The new Student Services Building (SSB) consolidates all student services—registration, tuition, financial aid—and related administrative departments into easily accessible, one-stop service centers. The 140,000-square-foot structure replaces spaces now housed in the existing Classroom, Lab, and Administration (CLA) Tower and Registration Buildings, consolidates key departments located elsewhere on campus and allows for future growth.
In the new three-story building, the service centers are mostly located on the ground level to facilitate access, increase visibility and streamline operations for students and staff. Related offices for academic, student and administrative affairs are arranged on the second level to support services below and encourage collaboration among different departments through shared conference facilities, kitchen areas, and break rooms. Offices for the university president, provost, and university advancement are situated on the third floor. A smaller, two-story wing on the other side of a shaded pedestrian passageway houses testing, conference, and training rooms on the ground level, and the human resources department on the second level.
CO Architects designed the 140,000-square-foot SSB as a new visual gateway to the California State Polytechnic University, Pomona campus. Inspired by the nearby San Gabriel Mountains and foothills, the SSB is topped by an undulating, standing-seam aluminum roof to create a memorable introduction to the campus and tie the building to its context. The 2 acre roof, serves as the main shading device for the curving building and open courtyard between the complex’s two wings. Its metal surfaces extend to 28- to 30-foot-wideoverhangs to protect the aluminum-framed, glazed exterior walls from the sun. The edges of the roof are perforated to filter dappled sunlight and maximize daylight in the building’s interior.

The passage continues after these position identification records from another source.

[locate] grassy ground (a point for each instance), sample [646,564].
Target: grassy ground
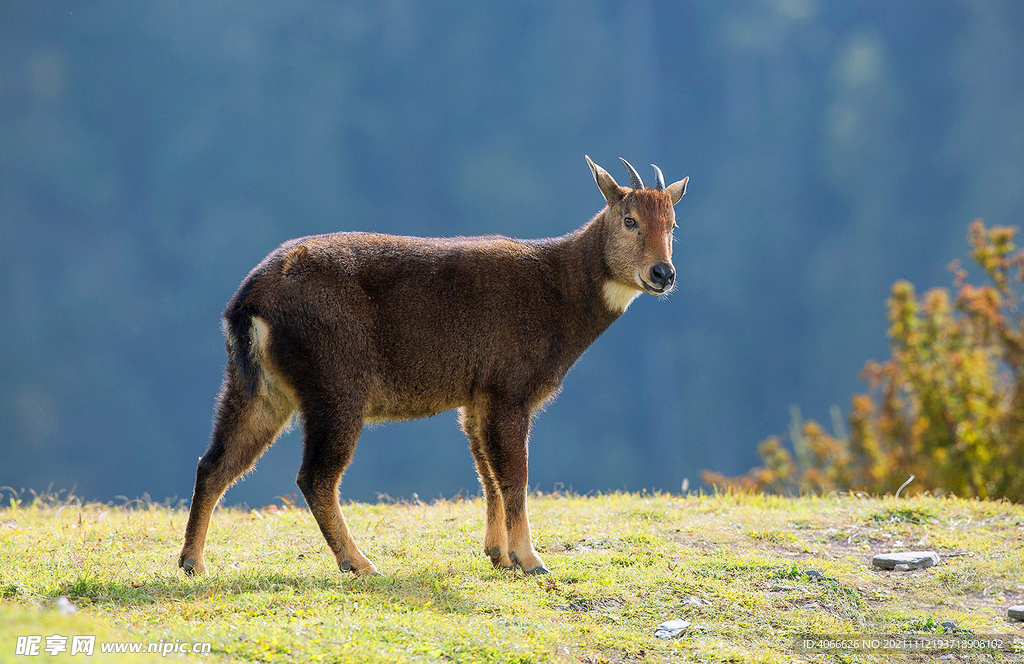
[735,567]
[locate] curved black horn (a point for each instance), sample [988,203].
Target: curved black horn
[635,180]
[658,178]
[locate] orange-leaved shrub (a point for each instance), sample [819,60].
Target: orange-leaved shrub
[946,407]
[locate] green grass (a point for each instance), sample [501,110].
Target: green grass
[734,566]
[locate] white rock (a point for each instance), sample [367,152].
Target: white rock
[905,561]
[65,606]
[672,628]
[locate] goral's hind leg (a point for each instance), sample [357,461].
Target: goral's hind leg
[496,536]
[244,428]
[330,443]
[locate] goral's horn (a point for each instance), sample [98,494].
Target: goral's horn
[635,180]
[658,178]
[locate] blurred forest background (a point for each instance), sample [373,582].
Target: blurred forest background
[152,153]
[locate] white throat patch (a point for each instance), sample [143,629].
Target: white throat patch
[619,296]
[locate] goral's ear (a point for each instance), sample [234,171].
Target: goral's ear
[612,192]
[676,190]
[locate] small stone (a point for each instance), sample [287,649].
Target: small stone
[672,628]
[66,607]
[905,561]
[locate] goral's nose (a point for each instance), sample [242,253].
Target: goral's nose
[663,275]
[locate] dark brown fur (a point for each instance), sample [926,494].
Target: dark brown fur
[355,327]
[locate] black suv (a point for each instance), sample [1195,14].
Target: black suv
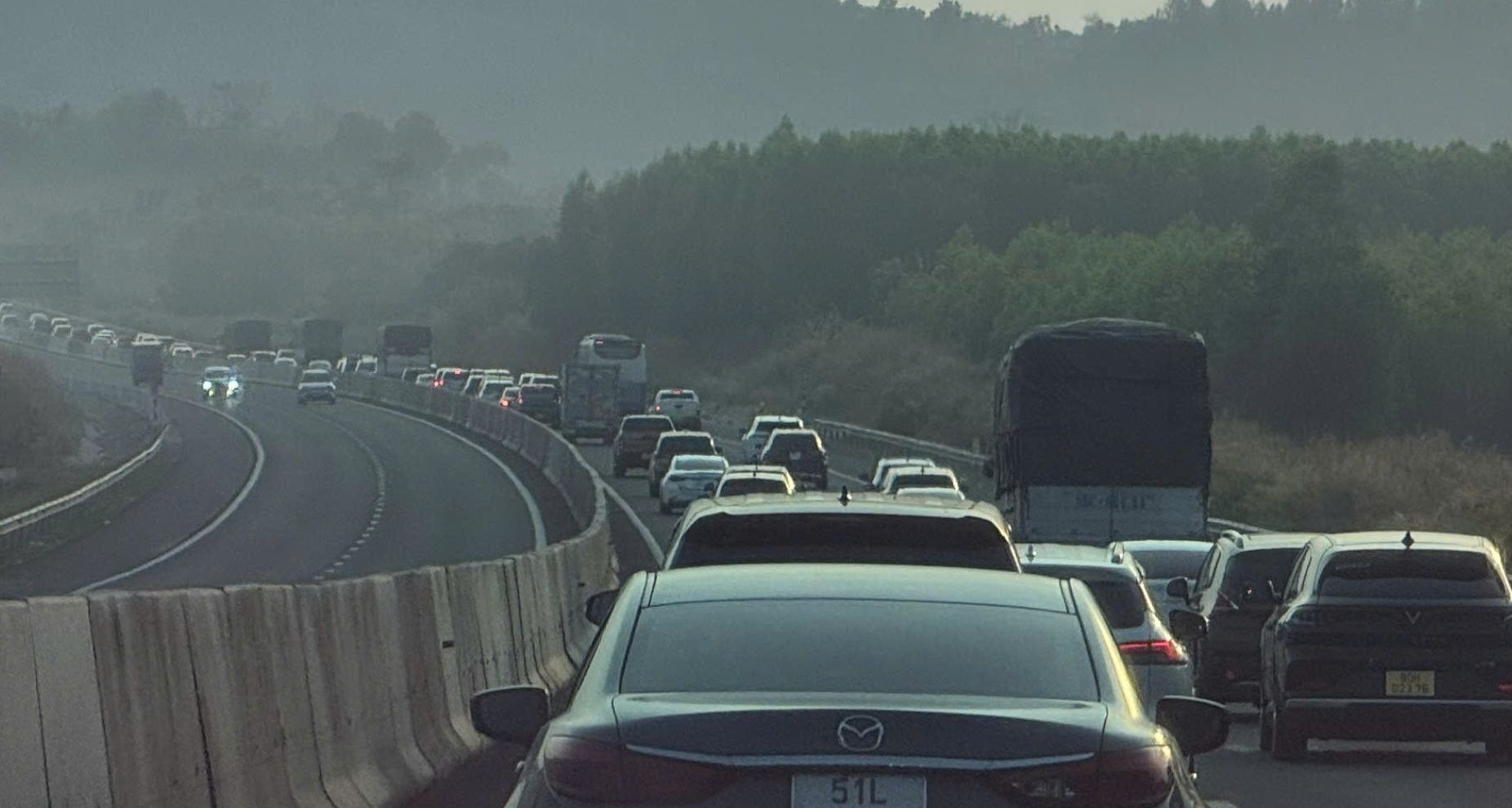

To mitigate the desert climate, the architects used extensive daylight and solar heat gain analysis modeling to optimize the roof geometry and minimize lighting and cooling energy loads.
The main building, occupied by student services and most of the administrative offices uses 65 foot wide floorplates to maximize the amount of daylight reaching the interior, where open offices extend from one side to another. Modular planning and strategic placement of building core elements (shafts, utility rooms, and restrooms) also allows for flexible and easily re-configurable office space. A 50-foot-high passageway leads into a three-story lobby with an information desk where students will be directed to the service center, including enrollment and prospective student centers. From inside the facility, views open to a courtyard at the center of the building. This outdoor area provides spillover space for students waiting to meet with university staff. On the top floor, offices for the university president and provost are situated within an open, loft-like space with 13-foot-high ceilings, clerestory windows and access to roof terraces.
The passageway separates the main building from the two-story wing housing the multi-purpose center. This arcade leads from the main parking area to the student union and library, and is designed to feel like a shaded outdoor street connecting students to the heart of the campus.